AI-driven PDF and TIFF Document Analysis to Excel - 17/11/2025 09:53 EST

Замовник: AI | Опубліковано: 17.11.2025

I have a collection of PDF and TIFF files (about 2000) that need to be processed automatically. The goal is to run each document through an AI-driven pipeline and capture the following into separate columns in Excel. Please discuss with me which AI you are planning to use and if there are any costs associated with it. • Number of pages in the document • Processed or skipped (If the invoice is over 20 pages, then skip the invoice - I want to be able to change this number in the program later) • Location of the document (Either root folder, or nested folder) • Vendor Name • Invoice Number • Invoice Date • Invoice Amount • Total Taxes (This would be total of all the taxes below) • Total GST Tax amount • Total HST Tax amount • Total QST Tax amount • Total PST Tax amount (In Canada, we may have PST by province, e.g. Manitoba, Saskatchewan, British Columbia etc. If an invoice has multiple PSTs, it’s better to keep them in separate columns) I have manually tried a few documents with ChatGPT and Grok. The results are acceptable. About the PDF and TIFF documents: • The invoices are all in different formats. They are coming from different suppliers and do not follow a template • Some invoices are OCR and some are non-OCR documents, with some invoices hand-written.
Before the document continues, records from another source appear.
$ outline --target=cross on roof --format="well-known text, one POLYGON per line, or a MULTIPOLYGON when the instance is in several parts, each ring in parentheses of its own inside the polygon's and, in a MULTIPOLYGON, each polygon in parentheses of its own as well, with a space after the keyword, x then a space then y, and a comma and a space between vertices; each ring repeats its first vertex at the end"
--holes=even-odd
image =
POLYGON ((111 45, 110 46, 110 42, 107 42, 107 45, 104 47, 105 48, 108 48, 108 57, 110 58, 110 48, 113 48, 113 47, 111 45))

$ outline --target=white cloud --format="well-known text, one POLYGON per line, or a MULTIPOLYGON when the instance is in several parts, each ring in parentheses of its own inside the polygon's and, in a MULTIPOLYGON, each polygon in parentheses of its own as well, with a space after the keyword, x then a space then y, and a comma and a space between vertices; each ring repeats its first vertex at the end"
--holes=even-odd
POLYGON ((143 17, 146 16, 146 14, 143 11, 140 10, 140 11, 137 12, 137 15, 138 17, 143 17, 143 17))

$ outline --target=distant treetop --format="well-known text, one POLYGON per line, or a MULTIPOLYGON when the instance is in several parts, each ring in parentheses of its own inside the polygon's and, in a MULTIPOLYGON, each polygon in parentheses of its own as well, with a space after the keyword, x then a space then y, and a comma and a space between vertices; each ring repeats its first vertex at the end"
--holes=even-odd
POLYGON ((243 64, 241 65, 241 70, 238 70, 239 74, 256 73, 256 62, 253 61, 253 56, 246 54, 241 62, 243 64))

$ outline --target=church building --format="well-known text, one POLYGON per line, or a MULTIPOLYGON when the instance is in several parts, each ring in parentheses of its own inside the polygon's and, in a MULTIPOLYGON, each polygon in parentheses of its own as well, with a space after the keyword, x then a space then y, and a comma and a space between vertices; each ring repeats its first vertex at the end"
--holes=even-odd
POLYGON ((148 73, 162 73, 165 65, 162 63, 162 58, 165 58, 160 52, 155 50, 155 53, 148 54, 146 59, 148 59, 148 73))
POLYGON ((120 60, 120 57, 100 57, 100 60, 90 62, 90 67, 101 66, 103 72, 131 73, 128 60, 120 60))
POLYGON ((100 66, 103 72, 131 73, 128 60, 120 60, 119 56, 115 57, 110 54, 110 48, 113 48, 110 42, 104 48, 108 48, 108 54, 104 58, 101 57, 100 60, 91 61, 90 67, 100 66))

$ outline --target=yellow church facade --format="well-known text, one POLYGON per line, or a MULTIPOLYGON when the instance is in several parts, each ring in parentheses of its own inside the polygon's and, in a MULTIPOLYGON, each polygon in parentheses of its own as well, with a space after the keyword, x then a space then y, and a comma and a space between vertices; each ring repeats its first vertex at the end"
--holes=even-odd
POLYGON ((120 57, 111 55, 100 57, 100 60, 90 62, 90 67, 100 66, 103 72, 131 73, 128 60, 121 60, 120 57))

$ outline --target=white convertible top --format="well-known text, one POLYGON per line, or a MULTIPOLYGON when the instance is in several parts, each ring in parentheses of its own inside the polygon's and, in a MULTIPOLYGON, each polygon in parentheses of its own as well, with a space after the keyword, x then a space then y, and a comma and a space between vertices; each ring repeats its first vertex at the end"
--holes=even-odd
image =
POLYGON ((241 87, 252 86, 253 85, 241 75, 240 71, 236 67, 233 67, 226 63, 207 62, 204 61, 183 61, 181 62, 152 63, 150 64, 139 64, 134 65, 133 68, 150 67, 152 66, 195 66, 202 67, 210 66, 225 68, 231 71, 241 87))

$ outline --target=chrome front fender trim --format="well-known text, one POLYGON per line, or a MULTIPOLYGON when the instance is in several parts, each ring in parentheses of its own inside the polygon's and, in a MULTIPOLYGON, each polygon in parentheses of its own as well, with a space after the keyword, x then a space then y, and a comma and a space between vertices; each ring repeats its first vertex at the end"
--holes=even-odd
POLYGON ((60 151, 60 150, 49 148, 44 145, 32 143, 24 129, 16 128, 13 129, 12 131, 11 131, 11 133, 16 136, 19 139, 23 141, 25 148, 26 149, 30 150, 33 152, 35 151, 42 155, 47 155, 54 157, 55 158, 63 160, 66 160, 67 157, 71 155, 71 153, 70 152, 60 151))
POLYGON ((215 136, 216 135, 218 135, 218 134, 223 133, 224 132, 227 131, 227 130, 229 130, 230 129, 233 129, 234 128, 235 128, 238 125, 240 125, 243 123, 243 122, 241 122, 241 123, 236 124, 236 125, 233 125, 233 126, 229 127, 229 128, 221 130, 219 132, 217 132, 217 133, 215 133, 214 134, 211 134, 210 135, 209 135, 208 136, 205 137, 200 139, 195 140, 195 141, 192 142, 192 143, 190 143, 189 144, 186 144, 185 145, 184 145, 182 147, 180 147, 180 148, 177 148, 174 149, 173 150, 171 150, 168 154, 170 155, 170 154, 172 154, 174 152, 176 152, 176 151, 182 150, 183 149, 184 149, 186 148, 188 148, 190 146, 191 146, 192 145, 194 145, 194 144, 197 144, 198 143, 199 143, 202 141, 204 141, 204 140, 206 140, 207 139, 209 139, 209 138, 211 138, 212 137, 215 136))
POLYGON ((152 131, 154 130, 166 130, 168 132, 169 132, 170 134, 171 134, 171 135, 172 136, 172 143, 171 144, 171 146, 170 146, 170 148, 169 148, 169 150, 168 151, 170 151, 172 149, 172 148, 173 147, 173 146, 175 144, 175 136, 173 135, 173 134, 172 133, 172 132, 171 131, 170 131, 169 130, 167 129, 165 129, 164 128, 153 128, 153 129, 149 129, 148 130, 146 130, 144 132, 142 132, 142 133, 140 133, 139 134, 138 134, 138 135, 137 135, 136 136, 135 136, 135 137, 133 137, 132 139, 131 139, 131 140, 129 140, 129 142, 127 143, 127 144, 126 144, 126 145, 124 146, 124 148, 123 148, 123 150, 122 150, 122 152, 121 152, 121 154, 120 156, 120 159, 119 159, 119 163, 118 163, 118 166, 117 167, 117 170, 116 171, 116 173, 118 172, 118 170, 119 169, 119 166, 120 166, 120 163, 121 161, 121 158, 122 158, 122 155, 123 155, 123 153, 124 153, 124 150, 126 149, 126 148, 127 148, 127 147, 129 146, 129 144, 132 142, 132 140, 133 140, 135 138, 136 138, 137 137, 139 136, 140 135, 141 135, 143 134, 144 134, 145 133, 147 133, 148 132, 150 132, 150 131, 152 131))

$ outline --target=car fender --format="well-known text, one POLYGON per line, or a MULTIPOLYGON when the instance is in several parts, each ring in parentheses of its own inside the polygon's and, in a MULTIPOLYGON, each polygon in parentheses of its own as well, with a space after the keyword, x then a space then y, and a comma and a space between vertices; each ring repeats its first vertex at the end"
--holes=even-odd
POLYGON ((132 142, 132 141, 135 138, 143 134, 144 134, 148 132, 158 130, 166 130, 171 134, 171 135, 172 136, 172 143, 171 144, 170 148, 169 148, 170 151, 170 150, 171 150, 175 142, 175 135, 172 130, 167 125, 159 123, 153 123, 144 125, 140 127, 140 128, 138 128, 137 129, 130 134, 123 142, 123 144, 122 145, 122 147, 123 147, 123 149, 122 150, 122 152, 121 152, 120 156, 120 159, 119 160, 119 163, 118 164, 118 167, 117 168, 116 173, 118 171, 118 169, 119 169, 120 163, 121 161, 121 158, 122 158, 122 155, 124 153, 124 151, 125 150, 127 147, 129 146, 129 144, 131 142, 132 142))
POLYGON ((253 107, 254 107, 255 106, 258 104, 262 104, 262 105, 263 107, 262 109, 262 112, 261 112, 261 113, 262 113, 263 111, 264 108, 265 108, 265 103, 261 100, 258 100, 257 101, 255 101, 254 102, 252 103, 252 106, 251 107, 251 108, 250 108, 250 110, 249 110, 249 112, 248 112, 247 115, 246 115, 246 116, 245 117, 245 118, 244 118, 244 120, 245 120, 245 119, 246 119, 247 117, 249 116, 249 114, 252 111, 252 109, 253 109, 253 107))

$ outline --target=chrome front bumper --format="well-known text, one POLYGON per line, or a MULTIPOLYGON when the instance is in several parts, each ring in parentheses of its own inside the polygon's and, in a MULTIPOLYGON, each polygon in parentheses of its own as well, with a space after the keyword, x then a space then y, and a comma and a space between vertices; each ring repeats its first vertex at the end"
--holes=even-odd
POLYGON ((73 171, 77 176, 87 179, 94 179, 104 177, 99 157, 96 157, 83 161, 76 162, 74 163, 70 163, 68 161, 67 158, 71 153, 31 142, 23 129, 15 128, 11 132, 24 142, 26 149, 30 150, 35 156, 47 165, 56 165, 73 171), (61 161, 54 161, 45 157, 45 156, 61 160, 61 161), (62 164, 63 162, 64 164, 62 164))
Here is what I’m after: • A stand-alone program that I can run when needed • VERY IMPORTANT: The invoices cannot leave Canada, meaning any AI or servers that you use MUST BE in Canada. • A repeatable script or small app (Python preferred) that I can rerun on new batches with minimal setup • I need the program that I will run on my computer to process all the documents Acceptance criteria: • The program must be able to process documents regardless of whether OCR has already been applied (i.e., must be able to handle both OCR and non-OCR documents). • All sample documents I provide are parsed with 95 %+ accuracy on legible text • The resulting .xlsx contains one row per document and clearly labeled headers • Clear, commented source code plus a brief read-me so I can install dependencies and execute the workflow on my own machine If you’ve built similar OCR or document-processing solutions, I’d love to see a quick demo or snippet so I know your approach will scale. IF YOU HAVE ANY QUESTIONS, PLEASE CLARIFY BEFORE ACCEPTING THE JOB.